Lest anyone think he was at all disloyal to the overall Republican agenda of rushing through as many rightwing federal judges as possible, as chosen by the Federalist Society and Heritage Foundation so Donald Trump can pretend he picked them with his own mighty brain, Scott's statement added, "I am proud that Senate Republicans have confirmed judges at an historical rate over the past two years."

Scott had very publicly stayed silent on whether he would support Farr's nomination, but gave us a good scare Wednesday when he voted to move the nomination forward to a final vote, which would have taken place today. With all 49 Democrats opposed to Farr, and Republican Jeff Flake refusing to approve any judicial nominees unless the Mueller investigation is protected, Scott's decision sinks the nomination with 51 votes against. Flake said Thursday that even without his boycott on judicial votes, he would still have opposed Farr.

McClatchy reports Scott discussed the 1991 memo with its author, then shared his concerns about Farr's possible participation in the 1990 voter intimidation campaign in a conference call with Republican Sens. Lisa Murkowski, Susan Collins, and Marco Rubio. Whether they ultimately would have voted against Farr is moot, as is the question of whether Lindsey Graham would have followed through on a Wednesday threat to not support Republican nominees unless the Senate got a full intelligence briefing on the murder of Jamal Khashoggi by the Saudis.
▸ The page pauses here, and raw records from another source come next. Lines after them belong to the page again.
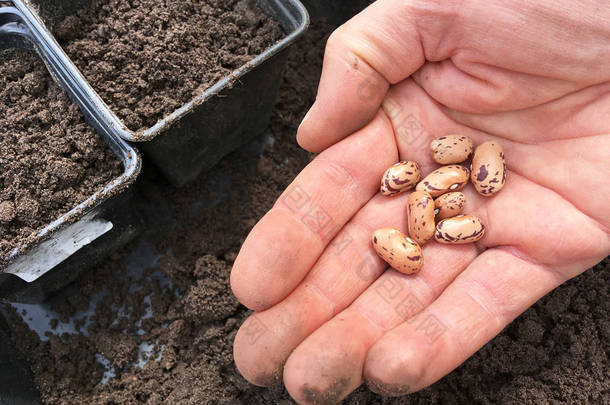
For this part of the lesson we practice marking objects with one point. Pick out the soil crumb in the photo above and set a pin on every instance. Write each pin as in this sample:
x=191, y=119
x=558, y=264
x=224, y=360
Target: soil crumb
x=147, y=58
x=556, y=352
x=50, y=158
This is excellent news! The nation is once again freed from having to wait on Lindsey Graham having a backbone (same for Murkowski -- there's no question Collins and Rubio are jellyfish). And for a second time now, Tim Scott has saved the other "moderates" from having to take a stand on a blatantly awful judicial nominee -- the other was Ryan Bounds, whose nomination was withdrawn in July because of racist crap he'd written in college.

Oddly, Scott's reasoning for opposing Farr mentioned only the 1990 Helms campaign, but made no mention of Farr's involvement in defending North Carolina's racist gerrymandering scheme in 2015, or his authorship and defense of the state's 2013 voter suppression law, which a federal court struck down because its restrictions on voting "target African Americans with almost surgical precision."

Despite Scott's vote to kill the Farr nomination, now that the Republicans will hold a 53-vote margin when the new Congress begins in January, there's every possibility Trump could renominate Farr, just to be an asshole. Most presidents would just drop a dead nominee, but this is Donald Trump we're talking about.

[McClatchy / WaPo / WaPo]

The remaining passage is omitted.